The business has been doing reasonably well of late despite the headwinds it is facing. For the period ended Sept. 30, the company's sales declined by 3% to $6.1 billion, but its overall net earnings rose by 4% to $2.4 billion. Altria also projects that its adjusted earnings per share for the full year will be between $5.37 to $5.45, which translates into a year-over-year growth rate between 3.5% and 5%.
With a strong and resilient performance, the company is doing a good job at navigating its current headwinds.
Although Altria is doing reasonably well this year, the long-term picture is still uncertain for the business. While the company is diversifying into oral tobacco products, that's still just 11% of its top line. And even that is not proving to be a big growth catalyst at this point. Oral tobacco sales were down 5% year over year this past quarter and actually performed worse than the company's core smokeable products segment, where revenue declined at a slower rate of 3%.

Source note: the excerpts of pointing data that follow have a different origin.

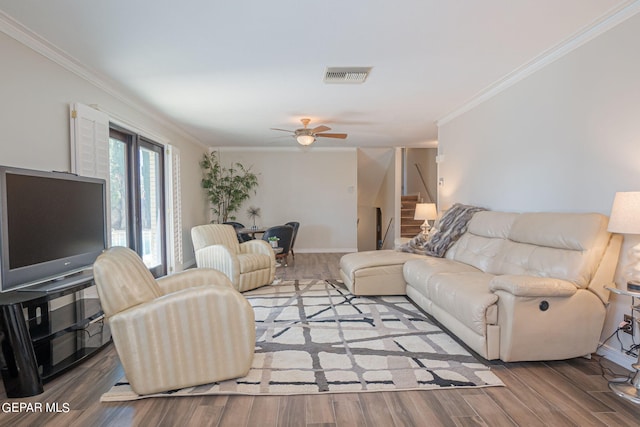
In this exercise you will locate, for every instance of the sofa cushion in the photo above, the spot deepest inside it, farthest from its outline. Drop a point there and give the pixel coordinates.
(560, 245)
(576, 232)
(448, 229)
(362, 264)
(481, 245)
(417, 273)
(467, 297)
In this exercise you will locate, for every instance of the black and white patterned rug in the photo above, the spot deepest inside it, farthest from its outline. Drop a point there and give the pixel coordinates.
(314, 336)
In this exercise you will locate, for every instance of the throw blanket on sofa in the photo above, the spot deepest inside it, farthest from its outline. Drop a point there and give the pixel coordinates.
(449, 228)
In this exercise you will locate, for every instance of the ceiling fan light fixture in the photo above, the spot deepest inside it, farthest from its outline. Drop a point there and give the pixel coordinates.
(305, 139)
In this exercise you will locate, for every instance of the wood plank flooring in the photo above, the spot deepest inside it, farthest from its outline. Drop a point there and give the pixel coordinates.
(564, 393)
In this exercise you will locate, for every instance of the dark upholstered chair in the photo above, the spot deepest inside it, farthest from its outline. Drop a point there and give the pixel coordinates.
(285, 235)
(295, 226)
(242, 237)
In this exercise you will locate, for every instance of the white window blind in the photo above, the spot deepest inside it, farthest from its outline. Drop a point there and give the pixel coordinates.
(90, 147)
(174, 211)
(89, 142)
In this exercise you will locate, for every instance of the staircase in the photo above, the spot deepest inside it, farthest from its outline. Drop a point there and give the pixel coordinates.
(409, 227)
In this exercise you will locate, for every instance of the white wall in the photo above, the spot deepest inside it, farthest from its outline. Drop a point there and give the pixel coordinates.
(373, 166)
(35, 94)
(315, 186)
(566, 138)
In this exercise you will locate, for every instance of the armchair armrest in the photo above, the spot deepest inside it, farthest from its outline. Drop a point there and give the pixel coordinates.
(219, 257)
(170, 342)
(257, 247)
(531, 286)
(192, 278)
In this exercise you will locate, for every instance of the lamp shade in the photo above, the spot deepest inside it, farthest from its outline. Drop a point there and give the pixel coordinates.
(625, 213)
(426, 211)
(305, 139)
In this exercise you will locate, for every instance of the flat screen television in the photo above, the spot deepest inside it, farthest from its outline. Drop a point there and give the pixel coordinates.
(53, 225)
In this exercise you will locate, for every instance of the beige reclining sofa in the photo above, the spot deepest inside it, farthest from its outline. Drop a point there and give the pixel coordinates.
(515, 287)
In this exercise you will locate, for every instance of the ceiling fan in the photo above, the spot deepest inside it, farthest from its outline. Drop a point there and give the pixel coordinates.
(306, 136)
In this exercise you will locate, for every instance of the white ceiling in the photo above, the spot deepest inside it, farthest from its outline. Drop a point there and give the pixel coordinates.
(227, 71)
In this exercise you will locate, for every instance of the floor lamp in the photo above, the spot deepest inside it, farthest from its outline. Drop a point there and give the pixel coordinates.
(625, 219)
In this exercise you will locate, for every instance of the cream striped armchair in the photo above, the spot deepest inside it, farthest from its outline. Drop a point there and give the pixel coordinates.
(182, 330)
(248, 265)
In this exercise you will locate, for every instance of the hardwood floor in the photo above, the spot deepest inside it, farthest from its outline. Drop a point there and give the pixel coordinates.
(565, 393)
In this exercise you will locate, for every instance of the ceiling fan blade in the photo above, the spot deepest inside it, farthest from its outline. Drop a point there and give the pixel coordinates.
(321, 128)
(333, 135)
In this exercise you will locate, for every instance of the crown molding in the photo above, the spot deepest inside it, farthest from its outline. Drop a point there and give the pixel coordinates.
(293, 148)
(603, 24)
(24, 35)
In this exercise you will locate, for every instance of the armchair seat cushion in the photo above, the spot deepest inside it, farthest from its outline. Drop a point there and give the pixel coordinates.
(248, 265)
(253, 262)
(196, 329)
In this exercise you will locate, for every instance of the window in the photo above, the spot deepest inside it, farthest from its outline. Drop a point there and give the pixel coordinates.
(136, 182)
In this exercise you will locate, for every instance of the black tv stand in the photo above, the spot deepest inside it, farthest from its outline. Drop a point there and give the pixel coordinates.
(47, 329)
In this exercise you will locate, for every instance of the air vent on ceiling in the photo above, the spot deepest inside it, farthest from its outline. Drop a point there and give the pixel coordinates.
(351, 75)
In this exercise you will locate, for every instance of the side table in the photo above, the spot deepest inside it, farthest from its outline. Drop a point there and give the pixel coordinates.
(629, 389)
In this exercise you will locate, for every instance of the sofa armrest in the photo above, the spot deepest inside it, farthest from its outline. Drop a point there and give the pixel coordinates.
(532, 286)
(192, 278)
(219, 257)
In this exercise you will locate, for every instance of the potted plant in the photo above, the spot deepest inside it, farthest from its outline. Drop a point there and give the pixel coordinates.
(253, 213)
(226, 187)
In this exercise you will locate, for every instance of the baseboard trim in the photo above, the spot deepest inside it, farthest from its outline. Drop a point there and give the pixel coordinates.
(324, 250)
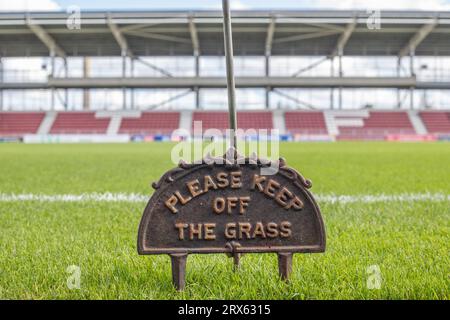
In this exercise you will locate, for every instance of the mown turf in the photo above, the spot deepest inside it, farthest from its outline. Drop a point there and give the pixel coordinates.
(408, 241)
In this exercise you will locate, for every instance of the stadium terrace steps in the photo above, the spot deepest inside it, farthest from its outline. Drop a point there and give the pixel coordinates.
(343, 124)
(436, 121)
(47, 123)
(151, 123)
(417, 122)
(305, 122)
(79, 123)
(20, 123)
(378, 125)
(245, 120)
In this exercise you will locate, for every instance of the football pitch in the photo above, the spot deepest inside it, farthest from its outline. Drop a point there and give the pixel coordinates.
(386, 208)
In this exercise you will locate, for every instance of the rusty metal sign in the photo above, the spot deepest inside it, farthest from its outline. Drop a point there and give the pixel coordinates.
(230, 204)
(220, 207)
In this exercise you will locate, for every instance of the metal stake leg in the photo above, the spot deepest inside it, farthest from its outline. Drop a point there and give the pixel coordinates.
(285, 265)
(179, 270)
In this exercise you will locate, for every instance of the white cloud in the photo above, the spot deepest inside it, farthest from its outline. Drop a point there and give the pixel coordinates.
(28, 5)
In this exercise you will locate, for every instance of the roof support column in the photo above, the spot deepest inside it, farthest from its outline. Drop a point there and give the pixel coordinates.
(124, 74)
(332, 89)
(132, 106)
(399, 102)
(197, 74)
(268, 53)
(52, 74)
(267, 74)
(1, 80)
(413, 74)
(66, 91)
(86, 92)
(196, 53)
(340, 76)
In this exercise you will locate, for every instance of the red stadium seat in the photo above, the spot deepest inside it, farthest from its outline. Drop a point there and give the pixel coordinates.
(79, 123)
(378, 125)
(436, 121)
(245, 120)
(151, 123)
(305, 122)
(20, 123)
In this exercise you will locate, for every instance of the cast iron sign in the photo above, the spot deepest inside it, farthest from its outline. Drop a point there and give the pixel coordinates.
(218, 206)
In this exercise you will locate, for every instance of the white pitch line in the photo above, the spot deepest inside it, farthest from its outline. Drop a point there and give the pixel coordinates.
(135, 197)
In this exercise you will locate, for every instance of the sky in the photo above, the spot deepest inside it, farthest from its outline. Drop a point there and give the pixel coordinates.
(50, 5)
(110, 98)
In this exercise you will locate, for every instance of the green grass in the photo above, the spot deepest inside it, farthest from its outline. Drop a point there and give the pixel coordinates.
(409, 241)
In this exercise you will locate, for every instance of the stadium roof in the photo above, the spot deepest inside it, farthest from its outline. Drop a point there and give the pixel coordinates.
(177, 33)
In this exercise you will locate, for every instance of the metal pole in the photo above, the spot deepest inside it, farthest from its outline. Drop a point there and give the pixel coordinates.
(52, 62)
(66, 91)
(228, 41)
(1, 80)
(267, 74)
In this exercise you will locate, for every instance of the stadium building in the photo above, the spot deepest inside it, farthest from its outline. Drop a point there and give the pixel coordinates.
(313, 75)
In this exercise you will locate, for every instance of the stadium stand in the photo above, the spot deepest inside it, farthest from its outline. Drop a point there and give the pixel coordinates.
(299, 122)
(245, 119)
(79, 123)
(151, 123)
(436, 121)
(20, 123)
(342, 124)
(378, 125)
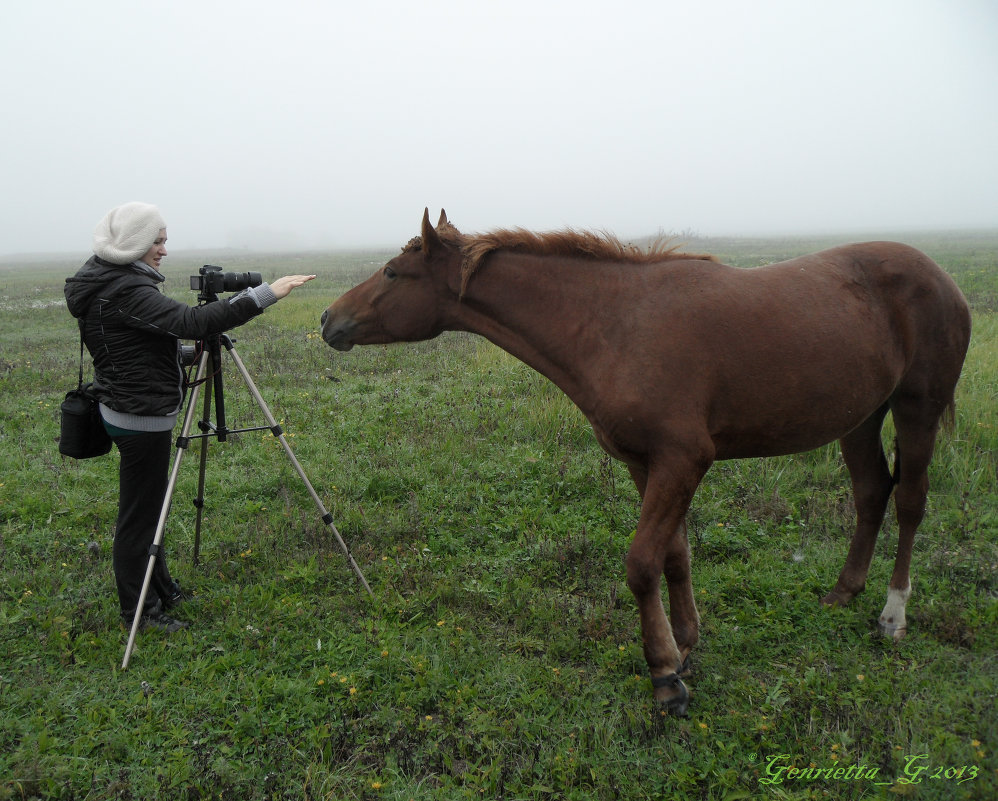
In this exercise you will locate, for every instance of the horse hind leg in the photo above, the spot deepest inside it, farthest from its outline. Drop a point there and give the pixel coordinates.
(872, 485)
(917, 425)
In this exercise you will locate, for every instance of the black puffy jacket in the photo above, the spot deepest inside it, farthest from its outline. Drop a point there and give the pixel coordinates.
(132, 331)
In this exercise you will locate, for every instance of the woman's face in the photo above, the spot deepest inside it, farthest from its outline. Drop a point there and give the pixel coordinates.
(156, 253)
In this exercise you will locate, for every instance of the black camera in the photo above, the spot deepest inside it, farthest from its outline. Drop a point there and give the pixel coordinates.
(210, 280)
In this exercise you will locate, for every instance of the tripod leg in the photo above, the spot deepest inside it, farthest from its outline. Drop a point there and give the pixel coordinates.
(199, 500)
(157, 541)
(276, 430)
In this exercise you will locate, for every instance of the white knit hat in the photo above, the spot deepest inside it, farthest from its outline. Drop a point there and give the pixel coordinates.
(127, 232)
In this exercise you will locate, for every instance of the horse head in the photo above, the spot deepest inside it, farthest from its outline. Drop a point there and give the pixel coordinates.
(404, 301)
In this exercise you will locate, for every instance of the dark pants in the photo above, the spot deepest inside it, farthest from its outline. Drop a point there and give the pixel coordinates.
(143, 476)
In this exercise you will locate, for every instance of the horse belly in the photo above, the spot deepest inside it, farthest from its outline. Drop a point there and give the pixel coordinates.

This is an issue that has plagued Altria for multiple years. Its 2024 revenue totaled $20.4 billion and has fallen from $21.1 billion back in 2021. Meanwhile, its operating income has remained steady within a range of $11 billion to $12 billion during that time, but that doesn't mean it'll stay that way, especially if sales continue to slide.
Currently, the stock's payout ratio is less than 80%, which is sustainable for the time being. But if the company can't grow its business, it may only be a matter of time before its bottom line worsens and the dividend's safety becomes more of an issue.
Altria's fundamentals may look steady today, but there's no denying the big risk with the company is what lies ahead with respect to growth. It hasn't proven that it will be able to grow its business in the long run. Revenue from smoke-free products is by no means taking off, and it remains to be seen if that will ever be the case.
Buying the stock because it looks cheap and has a high dividend can be a recipe for disaster, because the valuation could look more expensive if its financials worsen, and the payout could be cut if it proves to not be sustainable in the long run. Altria's dividend may be high, but so too is the risk that could come from relying on it in the future. Ultimately, this isn't a stock I'd buy given all the uncertainty ahead for the business.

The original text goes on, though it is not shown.